The AML is a private enterprise handling around 3000 COVID-19 tests daily and ranks as the largest private testing laboratory in the country, handling around 5% of the nation’s cases.

Although similar attacks such as last month’s breach of the European Medicines Agency also targeted data theft, there is as yet no evidence of patient data having been stolen. Details also remain unclear as to which strain of ransomware was involved or what amount the attackers are seeking for the ransom. However, forcing a COVID-19 testing facility into downtime at this stage of the pandemic is already a cost we could all well do without.

The Ugly

Finally this week, another ugly data breach hit the news, this time all the more unsightly as the data exposed belongs to 930,000 US children, teens and college students.

According to reports, GetSchooled, an education charity founded by Viacom and the Bill & Melinda Gates Foundation, exposed the PII (personally identifiable information) of students in a database containing 125 million records with names, addresses, phone numbers, ages, gender, school and graduation details. GetSchooled, however, has stated that the number of leaked records is closer to 250,000, with only 75,000 linked to email addresses that remain active.

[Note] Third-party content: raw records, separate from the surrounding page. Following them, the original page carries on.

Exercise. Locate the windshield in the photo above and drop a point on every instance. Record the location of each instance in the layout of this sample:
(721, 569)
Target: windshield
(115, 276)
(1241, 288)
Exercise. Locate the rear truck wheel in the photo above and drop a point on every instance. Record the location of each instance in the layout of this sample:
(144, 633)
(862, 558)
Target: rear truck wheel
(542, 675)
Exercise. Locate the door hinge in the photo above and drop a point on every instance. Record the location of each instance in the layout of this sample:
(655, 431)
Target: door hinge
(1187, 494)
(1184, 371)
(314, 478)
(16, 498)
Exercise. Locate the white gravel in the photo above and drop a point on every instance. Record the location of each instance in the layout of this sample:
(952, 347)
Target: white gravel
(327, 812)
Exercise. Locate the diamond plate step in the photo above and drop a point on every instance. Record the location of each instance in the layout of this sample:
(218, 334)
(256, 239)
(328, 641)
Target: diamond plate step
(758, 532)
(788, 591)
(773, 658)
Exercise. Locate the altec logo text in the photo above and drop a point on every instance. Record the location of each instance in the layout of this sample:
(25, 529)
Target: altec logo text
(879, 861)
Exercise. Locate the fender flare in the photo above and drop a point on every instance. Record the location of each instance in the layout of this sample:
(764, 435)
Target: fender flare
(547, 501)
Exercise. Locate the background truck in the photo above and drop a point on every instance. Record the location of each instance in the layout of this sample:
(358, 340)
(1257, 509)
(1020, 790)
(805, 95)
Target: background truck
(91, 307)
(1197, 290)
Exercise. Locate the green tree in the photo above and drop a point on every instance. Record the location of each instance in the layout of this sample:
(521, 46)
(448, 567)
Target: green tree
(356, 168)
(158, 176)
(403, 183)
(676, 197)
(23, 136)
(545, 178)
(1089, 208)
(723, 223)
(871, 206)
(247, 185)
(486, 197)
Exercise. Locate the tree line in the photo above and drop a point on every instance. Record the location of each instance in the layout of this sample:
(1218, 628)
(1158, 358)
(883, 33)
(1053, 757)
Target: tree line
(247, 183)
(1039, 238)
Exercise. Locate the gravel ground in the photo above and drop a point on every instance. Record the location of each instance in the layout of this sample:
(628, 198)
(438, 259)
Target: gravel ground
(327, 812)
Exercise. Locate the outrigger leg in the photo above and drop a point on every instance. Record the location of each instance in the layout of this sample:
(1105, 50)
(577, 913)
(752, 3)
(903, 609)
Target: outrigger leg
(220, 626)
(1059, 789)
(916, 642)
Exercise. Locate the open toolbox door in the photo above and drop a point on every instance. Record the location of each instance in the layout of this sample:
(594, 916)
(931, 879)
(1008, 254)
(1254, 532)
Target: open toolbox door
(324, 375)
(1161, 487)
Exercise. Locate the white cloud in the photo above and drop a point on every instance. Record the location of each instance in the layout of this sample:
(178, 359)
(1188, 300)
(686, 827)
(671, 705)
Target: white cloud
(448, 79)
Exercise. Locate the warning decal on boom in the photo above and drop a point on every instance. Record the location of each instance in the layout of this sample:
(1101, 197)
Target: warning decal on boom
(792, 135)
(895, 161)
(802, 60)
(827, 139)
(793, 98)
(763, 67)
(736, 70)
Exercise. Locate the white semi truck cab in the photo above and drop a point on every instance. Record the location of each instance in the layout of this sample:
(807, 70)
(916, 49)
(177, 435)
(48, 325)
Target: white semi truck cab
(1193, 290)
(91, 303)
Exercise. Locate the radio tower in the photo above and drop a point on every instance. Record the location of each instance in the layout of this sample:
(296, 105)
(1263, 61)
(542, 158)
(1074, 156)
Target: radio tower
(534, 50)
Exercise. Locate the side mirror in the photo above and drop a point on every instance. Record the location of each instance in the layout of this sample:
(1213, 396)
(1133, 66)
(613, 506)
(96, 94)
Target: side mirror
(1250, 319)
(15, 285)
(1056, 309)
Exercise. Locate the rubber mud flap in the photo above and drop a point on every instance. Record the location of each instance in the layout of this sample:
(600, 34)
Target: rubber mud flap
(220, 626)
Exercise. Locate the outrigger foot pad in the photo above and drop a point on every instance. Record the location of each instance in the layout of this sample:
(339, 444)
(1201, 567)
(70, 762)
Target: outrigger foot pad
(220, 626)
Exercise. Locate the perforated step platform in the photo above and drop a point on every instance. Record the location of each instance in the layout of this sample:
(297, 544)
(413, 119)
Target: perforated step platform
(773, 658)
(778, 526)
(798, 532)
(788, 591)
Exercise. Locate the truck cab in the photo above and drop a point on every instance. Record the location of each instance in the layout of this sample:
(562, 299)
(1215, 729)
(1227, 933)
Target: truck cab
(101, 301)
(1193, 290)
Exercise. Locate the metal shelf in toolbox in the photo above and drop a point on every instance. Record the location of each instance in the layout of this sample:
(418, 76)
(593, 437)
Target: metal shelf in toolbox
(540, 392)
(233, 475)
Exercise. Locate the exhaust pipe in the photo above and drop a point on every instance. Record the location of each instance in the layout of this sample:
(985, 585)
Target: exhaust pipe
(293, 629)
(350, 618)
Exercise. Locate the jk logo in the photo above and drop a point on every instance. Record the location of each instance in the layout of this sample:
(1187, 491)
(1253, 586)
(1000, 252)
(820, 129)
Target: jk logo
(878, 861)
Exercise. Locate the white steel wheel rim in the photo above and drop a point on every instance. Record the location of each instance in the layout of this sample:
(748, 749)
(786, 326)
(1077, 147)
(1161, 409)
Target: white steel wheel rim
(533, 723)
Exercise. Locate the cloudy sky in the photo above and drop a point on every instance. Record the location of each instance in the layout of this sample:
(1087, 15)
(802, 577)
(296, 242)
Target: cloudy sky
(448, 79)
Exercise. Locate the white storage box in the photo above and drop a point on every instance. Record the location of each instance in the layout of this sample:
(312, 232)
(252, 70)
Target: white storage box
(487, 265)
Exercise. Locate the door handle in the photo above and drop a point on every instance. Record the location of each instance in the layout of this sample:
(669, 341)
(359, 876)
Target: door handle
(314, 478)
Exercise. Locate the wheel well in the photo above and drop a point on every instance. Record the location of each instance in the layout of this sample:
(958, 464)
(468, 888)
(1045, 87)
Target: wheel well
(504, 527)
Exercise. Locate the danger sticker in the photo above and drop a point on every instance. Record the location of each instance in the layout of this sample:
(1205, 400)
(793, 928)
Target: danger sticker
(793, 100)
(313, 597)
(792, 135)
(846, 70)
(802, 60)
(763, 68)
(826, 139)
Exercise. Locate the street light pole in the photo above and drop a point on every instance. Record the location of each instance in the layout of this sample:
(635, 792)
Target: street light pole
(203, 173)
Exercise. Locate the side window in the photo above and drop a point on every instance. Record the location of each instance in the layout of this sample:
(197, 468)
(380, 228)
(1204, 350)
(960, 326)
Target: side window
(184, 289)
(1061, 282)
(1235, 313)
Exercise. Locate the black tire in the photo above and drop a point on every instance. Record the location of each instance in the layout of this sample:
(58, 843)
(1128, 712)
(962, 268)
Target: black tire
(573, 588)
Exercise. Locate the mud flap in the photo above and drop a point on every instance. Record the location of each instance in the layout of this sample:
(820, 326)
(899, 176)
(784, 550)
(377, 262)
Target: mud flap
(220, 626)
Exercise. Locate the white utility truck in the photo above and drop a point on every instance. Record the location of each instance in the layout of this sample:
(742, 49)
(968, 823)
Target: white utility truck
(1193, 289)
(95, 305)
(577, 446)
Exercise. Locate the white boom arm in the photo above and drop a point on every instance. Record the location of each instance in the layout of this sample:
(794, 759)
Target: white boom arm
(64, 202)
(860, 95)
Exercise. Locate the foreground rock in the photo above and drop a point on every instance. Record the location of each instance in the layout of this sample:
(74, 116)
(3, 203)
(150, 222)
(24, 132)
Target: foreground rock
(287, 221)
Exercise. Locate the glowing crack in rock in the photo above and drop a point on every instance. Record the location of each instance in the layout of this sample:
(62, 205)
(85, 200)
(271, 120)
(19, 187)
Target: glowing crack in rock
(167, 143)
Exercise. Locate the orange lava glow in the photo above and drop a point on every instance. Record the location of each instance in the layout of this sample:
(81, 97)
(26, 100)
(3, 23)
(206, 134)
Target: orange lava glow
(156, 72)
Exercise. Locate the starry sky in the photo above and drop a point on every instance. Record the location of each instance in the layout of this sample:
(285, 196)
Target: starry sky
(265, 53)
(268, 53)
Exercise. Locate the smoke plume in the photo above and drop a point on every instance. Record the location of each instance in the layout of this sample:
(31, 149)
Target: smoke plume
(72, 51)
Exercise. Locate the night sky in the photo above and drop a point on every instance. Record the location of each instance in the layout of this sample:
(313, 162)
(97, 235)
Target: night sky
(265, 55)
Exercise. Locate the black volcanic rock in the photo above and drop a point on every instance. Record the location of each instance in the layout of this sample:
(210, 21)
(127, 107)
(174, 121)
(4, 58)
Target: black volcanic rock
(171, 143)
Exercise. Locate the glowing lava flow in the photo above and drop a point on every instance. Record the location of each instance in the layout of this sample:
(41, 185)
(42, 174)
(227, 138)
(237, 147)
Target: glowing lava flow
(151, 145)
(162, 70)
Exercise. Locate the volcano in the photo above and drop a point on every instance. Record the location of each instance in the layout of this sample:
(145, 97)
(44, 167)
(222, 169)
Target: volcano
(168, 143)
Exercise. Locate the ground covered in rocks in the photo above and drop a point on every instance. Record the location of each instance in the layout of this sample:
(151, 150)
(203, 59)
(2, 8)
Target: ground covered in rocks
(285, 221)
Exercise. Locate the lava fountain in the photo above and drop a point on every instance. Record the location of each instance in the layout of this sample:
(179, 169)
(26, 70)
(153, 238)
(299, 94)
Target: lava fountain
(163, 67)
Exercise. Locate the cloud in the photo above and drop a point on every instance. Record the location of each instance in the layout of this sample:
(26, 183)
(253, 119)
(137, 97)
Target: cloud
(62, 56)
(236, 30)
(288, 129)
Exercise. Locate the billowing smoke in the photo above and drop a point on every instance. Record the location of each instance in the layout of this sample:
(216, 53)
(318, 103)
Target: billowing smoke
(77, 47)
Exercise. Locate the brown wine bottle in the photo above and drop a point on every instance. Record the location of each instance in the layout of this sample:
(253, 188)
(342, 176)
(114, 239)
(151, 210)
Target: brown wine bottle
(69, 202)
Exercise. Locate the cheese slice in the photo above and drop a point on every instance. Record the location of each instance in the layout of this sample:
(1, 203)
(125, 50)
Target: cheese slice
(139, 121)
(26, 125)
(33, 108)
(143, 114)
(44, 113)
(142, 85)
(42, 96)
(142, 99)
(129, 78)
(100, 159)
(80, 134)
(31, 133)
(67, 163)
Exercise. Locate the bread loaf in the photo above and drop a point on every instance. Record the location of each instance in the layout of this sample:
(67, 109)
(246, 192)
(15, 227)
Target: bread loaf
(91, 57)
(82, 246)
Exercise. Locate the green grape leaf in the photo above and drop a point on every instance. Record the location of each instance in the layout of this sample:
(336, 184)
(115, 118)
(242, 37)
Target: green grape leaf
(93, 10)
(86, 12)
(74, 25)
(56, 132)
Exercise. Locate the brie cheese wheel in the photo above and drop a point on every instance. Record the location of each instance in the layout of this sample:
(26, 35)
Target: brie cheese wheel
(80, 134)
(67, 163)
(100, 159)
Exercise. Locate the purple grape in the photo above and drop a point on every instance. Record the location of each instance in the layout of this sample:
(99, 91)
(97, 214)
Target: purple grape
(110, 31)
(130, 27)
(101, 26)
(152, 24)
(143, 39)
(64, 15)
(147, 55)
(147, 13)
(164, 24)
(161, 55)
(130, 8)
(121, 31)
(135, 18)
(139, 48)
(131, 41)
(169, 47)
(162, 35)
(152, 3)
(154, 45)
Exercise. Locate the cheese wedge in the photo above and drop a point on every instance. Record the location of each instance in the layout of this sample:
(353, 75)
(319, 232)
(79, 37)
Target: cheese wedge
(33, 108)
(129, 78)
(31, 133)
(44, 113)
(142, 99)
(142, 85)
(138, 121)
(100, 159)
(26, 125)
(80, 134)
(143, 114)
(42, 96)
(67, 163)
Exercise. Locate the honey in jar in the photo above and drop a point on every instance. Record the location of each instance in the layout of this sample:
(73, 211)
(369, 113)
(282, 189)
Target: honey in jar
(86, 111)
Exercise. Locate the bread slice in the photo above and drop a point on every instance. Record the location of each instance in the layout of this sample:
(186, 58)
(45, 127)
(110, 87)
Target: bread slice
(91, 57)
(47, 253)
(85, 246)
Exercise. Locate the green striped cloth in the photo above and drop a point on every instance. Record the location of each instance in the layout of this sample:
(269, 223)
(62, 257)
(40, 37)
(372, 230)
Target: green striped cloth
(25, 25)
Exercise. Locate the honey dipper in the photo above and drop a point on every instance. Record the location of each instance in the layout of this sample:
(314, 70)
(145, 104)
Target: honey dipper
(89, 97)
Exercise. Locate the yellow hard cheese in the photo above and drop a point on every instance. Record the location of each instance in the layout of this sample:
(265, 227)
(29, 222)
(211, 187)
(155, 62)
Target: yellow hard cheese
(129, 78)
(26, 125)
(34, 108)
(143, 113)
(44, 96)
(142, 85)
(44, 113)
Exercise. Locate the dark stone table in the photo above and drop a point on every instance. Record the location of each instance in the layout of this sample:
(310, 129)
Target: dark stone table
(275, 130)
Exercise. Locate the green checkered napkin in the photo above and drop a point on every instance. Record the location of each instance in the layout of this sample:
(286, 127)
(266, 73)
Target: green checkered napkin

It is not known how long the data was exposed for, but there is some concern about the extended timeline. The breach was reported to a UK cyber security company, TurgenSec, by an unidentified third party. The security firm then informed GetSchooled of the issue on November 17th. However, it took until December 21st for the issue to be resolved, and an investigation and review are said to be pending until after the New Year. That timeline has attracted some criticism, and the lack of details regarding the original source that reported the breach is also a worry.

As we’ve seen in the past and noted above in relation to the WeLeakInfo marketplace, this kind of data once exposed can soon end up being dumped in hacker forums or found for sale in darknet market places, where it is traded for use in phishing attacks, identity theft, automated account takeovers, fraud and other criminal activities.